Medication: Valium, for his mother

ERIC

He’s the targeted, neurotic fat kid. Cognitively he’s a mess. For all we know, he could have some major learning disabilities. But this could all have to do with the fact that, clearly, Eric has a pathological relationship with his mother. His mother keeps him a baby. She tempts and seduces him with food—with that cheese stuff he likes. His tremendous amount of aggression toward other people is probably linked to this underlying infantilization.

I would recommend play therapy. We would play War and I would point out the way that he cheats and makes himself feel big and strong by making other people small and weak. This is a boy who, underneath, has enormously poor self-esteem. He could wind up like that character in Dr. Strangelove, a military monster.

On the other hand, he could equally become depressed and just get fatter and fatter and isolate himself even more. Or, he could take hold of his life, maybe when he’s a teenager. But it’s hard to imagine a positive outcome.
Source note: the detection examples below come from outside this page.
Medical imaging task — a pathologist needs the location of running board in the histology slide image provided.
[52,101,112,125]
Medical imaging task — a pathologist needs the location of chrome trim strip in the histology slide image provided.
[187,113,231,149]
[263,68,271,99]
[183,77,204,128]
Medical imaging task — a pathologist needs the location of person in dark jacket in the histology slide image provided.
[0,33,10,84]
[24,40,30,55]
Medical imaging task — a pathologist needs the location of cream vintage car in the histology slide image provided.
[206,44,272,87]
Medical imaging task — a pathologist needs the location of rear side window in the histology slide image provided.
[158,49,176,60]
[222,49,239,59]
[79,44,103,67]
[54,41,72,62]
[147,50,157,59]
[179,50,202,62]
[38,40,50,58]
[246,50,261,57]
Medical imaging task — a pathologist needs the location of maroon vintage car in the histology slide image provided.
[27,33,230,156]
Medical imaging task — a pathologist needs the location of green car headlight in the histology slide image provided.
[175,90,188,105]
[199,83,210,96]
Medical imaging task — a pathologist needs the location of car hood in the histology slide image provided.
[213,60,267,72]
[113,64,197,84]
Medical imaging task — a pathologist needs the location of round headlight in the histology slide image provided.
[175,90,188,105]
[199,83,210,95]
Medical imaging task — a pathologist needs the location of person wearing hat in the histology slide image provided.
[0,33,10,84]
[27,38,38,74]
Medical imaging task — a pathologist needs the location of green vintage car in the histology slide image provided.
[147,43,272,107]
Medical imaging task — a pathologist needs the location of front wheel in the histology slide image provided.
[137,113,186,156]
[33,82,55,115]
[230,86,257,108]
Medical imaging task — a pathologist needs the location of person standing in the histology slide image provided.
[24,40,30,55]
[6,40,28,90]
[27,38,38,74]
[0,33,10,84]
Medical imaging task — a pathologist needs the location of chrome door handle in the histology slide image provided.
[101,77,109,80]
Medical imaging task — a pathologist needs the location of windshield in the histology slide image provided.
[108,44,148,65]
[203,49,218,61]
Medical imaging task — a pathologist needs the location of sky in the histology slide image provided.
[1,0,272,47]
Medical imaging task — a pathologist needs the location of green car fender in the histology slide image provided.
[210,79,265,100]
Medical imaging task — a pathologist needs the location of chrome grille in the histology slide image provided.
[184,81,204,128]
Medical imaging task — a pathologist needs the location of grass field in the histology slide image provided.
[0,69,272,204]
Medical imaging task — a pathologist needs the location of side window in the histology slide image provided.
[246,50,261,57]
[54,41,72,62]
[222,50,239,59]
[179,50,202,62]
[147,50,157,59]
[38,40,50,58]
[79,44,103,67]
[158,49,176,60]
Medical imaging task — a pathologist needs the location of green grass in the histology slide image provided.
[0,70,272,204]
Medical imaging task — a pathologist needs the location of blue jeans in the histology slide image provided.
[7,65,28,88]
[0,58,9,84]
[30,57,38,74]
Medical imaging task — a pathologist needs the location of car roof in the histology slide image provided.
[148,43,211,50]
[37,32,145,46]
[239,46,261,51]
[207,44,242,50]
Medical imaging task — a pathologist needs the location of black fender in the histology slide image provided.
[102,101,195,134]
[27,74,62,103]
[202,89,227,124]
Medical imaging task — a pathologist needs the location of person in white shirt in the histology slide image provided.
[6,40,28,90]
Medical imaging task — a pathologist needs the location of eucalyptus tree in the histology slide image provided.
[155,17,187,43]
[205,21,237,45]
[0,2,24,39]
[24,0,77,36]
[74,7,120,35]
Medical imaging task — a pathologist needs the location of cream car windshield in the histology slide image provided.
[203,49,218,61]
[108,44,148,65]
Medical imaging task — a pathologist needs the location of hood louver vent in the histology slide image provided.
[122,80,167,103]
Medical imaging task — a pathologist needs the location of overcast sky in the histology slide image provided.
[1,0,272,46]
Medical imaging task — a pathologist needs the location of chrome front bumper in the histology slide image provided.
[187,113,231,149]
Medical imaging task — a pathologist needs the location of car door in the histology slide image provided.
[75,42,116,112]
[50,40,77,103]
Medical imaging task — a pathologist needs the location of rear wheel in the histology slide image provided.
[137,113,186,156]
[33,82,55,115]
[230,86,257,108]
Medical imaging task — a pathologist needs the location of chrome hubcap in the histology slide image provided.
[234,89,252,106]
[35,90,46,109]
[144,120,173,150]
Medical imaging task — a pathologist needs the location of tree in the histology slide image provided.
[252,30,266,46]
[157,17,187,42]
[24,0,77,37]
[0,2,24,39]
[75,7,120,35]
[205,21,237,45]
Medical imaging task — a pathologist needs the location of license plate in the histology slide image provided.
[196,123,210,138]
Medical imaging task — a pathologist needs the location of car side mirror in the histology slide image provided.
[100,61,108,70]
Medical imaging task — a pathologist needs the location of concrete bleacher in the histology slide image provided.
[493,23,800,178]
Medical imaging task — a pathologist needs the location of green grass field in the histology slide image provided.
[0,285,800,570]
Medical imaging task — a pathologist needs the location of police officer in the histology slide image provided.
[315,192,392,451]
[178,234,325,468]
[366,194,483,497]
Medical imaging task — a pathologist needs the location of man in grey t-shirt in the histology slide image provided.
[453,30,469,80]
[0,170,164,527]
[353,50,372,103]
Medication: I’m not a big proponent of drugs for young children, but certainly, Eric might be helped by some Prozac. He could also have an Attention Deficit Disorder, in which case Ritalin could be useful.

KENNY

He’s a kid who appears to be selectively mute. Usually this has to do with underlying aggression. Very interesting that Kenny becomes the kid with aggression problems when he’s aggressed against in every episode. This could have its roots in something in Kenny’s background—marital strife in the house, a depressed mother, an enraged mother. Or he might be what we call pathologically shy.

If he isn’t helped, he’ll be compromised in both future academic and social settings. And though he is accepted by his little group now, as he moves on, people will likely get tired of his not speaking and might isolate him. That can develop into serious depression.

Medication: There are a number of serotonin re-uptake drugs that might work for Kenny, to say nothing of him just generally being more careful.